Filmmaker Sally Rowe was along for the ride during much of Liebrandt's almost decade-long rise and fall and rise, and turned her footage into A Matter of Taste: Serving Up Paul Liebrandt, a documentary that premieres on HBO tonight at 9. We sat down with Rowe, a New Zealander who has lived in New York for 17 years, to learn more about her experience filming what was essentially a chef's very painstaking tale of redemption.
When did you meet Paul Liebrandt, and how did you start filming him?
I met Paul at Atlas in 2000. I ate at the restaurant, and it was such avant-garde, interesting food. Nobody was doing what he was doing -- the flavor combinations, the way the food looked on the plate. I asked him if could start shooting him. He was really young, 24, and thought it was kind of a lark, so said, "Oh yeah, sure."
And then you ended up filming him for longer than I'm guessing both of you ever imagined.
It took so long to shoot because we needed a strong finish to the story. When he met Drew, we got that nice, strong finish. Sometimes it was difficult, and he didn't realize what he was getting into. There was a lot of stress, and having the cameras was sometimes tough. There were times when he said no because it was too difficult.
How did your relationship to him change over the course of filming?
The first five years it took him a while to warm up, but after that he was, like, "Oh yeah, that's my shadow." We became friends, and formed a mutual respect. He knew I wasn't doing some kind of hatchet job.
You really get a sense of him changing over the years -- at the beginning, he seems almost more like a cocky British schoolboy than a seasoned chef.
He matured. At the beginning, he was pretty funny and carefree, and then the reality of the business set in. Those guys work so hard, and it's a big strain over time; all those years of hard work have an effect.
Getting a girlfriend [Arleene Ocontrillo, who is Corton's director] also seemed to have a positive influence on him.
He's got a goodie there. She's a happy person, and brings him up when he's feeling low.
What did Paul think when he saw the finished film?
He likes the film. There are moments that embarrass him, where he'll say, "Did I really say that?" More generally, I've had several chefs say, "You really get what it's like." That's always nice.

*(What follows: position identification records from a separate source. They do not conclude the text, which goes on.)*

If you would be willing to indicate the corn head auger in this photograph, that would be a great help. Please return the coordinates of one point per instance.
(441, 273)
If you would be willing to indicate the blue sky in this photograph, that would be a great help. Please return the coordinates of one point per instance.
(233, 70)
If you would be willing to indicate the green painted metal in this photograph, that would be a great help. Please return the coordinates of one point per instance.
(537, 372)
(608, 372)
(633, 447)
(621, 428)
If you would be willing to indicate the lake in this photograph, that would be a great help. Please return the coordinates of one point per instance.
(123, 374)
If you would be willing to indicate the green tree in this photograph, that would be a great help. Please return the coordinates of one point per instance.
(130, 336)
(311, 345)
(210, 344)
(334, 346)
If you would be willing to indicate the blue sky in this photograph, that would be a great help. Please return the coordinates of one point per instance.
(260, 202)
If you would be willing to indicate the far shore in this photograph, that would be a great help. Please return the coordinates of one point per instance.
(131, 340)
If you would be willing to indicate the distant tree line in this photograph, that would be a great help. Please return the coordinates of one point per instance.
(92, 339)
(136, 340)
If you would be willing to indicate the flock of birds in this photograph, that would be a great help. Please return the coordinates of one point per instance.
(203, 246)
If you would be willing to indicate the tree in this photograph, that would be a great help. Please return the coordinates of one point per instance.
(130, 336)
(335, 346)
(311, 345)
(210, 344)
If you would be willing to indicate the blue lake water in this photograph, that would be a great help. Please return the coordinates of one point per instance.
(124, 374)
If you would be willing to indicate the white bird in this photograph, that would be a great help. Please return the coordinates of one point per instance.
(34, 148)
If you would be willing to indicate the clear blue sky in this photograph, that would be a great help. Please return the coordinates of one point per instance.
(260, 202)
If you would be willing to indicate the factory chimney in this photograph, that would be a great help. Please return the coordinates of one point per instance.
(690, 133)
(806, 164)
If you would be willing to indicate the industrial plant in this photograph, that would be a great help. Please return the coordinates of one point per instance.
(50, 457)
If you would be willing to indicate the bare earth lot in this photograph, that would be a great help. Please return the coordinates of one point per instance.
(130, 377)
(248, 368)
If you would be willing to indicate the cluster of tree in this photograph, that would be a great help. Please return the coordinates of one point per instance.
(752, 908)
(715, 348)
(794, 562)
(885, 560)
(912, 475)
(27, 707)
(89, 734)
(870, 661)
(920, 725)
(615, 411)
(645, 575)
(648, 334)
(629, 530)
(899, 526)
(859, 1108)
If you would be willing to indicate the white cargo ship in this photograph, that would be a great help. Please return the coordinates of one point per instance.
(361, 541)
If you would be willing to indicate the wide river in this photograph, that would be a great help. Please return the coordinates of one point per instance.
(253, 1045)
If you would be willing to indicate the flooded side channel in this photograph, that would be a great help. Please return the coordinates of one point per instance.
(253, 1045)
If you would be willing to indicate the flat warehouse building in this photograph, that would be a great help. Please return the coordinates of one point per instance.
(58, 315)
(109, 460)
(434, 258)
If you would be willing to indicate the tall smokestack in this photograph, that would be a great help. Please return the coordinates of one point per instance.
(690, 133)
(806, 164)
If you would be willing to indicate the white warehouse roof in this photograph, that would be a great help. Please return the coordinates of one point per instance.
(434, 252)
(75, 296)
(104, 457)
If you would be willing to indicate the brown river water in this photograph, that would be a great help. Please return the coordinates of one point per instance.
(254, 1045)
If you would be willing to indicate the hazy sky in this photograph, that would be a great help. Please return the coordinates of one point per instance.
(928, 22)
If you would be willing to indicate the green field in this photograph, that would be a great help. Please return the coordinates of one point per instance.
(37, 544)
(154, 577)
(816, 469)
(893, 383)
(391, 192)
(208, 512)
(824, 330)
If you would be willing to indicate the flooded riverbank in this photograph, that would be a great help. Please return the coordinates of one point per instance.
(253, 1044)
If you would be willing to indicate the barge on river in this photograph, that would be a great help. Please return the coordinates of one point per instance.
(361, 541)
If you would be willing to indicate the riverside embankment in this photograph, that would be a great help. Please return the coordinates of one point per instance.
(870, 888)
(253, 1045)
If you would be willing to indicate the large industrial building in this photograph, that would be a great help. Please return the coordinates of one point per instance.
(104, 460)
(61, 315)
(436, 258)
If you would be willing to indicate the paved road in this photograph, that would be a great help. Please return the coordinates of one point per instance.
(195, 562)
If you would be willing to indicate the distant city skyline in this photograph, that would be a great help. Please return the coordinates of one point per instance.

What have reactions been like among the audiences who have seen the film on the festival circuit?
We premiered the film at South by Southwest and then went to Cleveland. No one knew who Paul was there, but they really liked the film. It's got a universal theme, the struggle for redemption and respect. During the Q&As people would always ask, "How long does it take to get a reservation at your restaurant?"
In a way, it's good that it took so long to finish the film, because now people are so obsessed with food.
When I started the film, the whole food business wasn't happening. It was, "Oh, that little film you're working on?"
Do you feel like being a filmmaker gave you a better appreciation for the struggles Paul went through to find an appreciative audience for his work?
I do understand from Paul's side: He's working in a closed environment and knows from his gut that he's doing something worthwhile and needs to stick to it and finish it. It's really hard and costly, and you have to get someone to believe in you. And like a restaurant, when you put a film out into the world, you don't know what will happen to it or what people will think of it. Again, it's a matter of taste.